Scripps eventually became Scripps Networks Interactive (SNI), where Packard served as executive vice president. In this role she also co-founded the DIY Network. The company grew to a $10 billion market valuation. In her final role before leaving SNI, Packard served as the Scripps Networks President of Brand Outreach. In addition to her business duties, she aligned Scripps corporate citizenship with external organizations, including Mobile Meals and Habitat for Humanity.

Packard was the first woman to serve on the board of Churchill Downs, Inc. She served for two terms, from 2004 to 2010.

==Books==
In 2015 Packard wrote the book New Rules of the Game: 10 Strategies for Women in the Workplace, which applies the concept of “gamesmanship” for the use of women in their careers. The book “cultivates creativity, focus, optimism, teamwork and competitiveness,” according to San Diego Metro. In the book Packard uses personal anecdotes from the breadth of her career as well as stories about other businesspeople who successfully managed various competitive situations. These were taken with interviews that Packard did with c-level executives or company presidents, nine of which were women and three were men. Packard advises on issues surrounding competition in the workplace. New Rules of the Game is intended to serve as a guide for women looking to take on leadership positions in business.

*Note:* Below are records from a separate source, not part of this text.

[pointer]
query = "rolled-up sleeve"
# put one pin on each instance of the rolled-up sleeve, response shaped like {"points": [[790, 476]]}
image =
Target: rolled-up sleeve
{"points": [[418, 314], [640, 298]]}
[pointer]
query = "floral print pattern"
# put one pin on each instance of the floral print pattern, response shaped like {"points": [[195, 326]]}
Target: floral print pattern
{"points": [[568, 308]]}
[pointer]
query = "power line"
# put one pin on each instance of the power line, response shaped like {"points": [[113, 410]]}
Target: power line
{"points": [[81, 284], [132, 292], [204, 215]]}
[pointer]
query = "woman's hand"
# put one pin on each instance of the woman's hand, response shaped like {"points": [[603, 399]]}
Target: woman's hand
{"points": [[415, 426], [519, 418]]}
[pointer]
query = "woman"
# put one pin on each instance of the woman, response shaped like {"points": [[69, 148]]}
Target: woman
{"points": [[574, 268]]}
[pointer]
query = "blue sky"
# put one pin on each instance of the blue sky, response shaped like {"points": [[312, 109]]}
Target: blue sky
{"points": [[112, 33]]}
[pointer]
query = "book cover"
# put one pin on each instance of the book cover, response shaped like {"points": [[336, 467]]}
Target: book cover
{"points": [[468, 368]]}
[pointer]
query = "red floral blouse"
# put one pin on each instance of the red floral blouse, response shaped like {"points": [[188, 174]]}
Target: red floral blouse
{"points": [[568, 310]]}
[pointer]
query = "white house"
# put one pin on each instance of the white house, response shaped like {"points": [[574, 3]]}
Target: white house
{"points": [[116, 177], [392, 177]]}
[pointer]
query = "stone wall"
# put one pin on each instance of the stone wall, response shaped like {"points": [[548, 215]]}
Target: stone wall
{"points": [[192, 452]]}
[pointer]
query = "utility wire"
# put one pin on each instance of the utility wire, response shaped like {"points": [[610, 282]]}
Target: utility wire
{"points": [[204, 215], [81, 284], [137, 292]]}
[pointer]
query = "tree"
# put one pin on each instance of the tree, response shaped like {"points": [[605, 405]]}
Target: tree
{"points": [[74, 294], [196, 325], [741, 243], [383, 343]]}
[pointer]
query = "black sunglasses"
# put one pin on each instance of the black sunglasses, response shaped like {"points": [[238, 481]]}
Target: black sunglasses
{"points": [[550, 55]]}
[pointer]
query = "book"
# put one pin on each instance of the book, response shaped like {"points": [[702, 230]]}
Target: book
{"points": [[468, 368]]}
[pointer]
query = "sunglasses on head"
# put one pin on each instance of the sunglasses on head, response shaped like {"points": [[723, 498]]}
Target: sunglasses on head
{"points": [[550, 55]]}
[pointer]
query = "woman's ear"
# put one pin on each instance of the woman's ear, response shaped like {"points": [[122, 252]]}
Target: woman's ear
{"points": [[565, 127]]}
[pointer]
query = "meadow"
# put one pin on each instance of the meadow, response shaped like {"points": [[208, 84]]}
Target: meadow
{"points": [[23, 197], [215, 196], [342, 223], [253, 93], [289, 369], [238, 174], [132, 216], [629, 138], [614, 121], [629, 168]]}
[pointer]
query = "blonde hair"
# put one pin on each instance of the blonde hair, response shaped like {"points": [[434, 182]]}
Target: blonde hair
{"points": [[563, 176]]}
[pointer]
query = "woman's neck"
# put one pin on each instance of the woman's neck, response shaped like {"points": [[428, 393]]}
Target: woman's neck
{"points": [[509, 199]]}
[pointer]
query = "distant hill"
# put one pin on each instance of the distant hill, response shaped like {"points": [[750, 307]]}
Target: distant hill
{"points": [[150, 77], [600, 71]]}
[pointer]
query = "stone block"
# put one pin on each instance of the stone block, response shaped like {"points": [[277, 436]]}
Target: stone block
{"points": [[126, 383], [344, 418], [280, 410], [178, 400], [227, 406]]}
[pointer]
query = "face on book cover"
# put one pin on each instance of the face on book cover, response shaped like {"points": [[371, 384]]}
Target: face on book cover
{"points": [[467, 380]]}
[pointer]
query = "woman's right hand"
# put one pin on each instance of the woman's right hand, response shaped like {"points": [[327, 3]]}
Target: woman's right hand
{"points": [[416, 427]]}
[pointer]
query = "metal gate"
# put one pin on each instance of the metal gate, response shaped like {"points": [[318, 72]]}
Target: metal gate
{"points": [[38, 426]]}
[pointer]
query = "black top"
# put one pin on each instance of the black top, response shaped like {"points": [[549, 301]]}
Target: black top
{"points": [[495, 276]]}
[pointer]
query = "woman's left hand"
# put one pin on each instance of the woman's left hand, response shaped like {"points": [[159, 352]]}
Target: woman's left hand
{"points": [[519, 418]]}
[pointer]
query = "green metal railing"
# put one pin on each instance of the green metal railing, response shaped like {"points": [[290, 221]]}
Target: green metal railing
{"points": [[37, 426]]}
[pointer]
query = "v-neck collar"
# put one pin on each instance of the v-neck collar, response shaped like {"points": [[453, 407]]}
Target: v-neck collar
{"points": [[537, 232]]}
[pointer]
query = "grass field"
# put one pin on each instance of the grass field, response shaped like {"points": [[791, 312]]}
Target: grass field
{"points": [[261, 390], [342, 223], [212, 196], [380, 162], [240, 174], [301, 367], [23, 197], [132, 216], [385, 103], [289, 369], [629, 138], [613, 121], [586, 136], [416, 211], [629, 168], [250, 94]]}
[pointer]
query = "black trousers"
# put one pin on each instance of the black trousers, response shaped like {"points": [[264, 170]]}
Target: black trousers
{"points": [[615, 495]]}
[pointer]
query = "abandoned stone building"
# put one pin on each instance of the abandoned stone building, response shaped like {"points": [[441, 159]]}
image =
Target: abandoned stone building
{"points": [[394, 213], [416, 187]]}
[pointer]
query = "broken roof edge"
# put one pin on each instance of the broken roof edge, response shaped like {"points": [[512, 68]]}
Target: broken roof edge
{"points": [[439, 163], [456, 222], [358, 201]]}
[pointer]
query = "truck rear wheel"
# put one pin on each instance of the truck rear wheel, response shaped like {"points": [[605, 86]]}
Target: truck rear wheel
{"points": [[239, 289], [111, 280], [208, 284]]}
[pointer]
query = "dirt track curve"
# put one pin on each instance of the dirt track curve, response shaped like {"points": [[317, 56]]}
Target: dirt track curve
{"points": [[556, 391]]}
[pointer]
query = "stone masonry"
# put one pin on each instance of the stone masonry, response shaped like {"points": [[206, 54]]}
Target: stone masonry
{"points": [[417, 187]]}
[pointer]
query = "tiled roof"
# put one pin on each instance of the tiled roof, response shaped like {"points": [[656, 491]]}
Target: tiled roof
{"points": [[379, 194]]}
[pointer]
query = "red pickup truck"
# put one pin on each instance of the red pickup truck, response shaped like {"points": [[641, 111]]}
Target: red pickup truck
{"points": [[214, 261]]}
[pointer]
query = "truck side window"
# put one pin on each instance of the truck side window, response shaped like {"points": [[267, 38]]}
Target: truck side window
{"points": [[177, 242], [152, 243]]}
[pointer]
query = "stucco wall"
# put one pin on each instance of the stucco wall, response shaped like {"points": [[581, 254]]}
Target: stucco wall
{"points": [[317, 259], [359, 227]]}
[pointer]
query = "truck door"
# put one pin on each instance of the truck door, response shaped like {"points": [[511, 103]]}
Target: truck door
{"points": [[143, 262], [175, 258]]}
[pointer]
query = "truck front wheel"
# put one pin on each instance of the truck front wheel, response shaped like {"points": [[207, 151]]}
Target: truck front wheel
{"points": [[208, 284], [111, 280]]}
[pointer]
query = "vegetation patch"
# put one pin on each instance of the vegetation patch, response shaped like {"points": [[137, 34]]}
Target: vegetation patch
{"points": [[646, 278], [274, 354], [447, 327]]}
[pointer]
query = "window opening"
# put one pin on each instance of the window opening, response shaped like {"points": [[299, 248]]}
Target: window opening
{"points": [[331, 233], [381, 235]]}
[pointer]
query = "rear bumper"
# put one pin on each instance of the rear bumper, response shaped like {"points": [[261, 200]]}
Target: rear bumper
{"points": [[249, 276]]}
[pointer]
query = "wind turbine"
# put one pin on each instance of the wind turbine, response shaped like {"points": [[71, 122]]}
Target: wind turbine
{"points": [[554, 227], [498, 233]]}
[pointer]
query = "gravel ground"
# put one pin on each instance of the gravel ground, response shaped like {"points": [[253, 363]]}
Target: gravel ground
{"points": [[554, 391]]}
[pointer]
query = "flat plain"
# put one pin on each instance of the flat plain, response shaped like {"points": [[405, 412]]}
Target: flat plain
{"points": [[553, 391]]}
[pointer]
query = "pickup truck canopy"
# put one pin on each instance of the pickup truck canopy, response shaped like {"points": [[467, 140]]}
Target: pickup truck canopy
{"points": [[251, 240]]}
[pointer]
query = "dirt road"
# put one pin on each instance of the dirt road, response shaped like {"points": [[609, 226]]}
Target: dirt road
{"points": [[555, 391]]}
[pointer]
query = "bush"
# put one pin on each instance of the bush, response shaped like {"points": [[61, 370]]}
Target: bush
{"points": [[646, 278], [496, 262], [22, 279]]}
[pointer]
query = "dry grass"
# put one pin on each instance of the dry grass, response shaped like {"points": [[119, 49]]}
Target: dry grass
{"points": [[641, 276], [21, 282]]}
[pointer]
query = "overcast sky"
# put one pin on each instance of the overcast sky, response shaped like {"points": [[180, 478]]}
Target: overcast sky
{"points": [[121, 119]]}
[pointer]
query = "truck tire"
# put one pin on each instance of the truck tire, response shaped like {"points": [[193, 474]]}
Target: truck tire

Packard's second book, Fully Human, 3 Steps to Grow Your Emotional Fitness for Work, Leadership, and Life, looks at emotional intelligence and how it can propel the reader to find fulfillment and success. She uses lessons from her career as well experiences of many others that she interviewed for the book, from all levels of various organizations.

==Recognition==
Packard was inducted into the Cable Hall of Fame in 2008. She has also received awards including the Women in Cable & Telecommunications Woman of the Year award, YWCA Tribute to Women Award, and E.W. Scripps William R. Burleigh Award for Distinguished Community Service.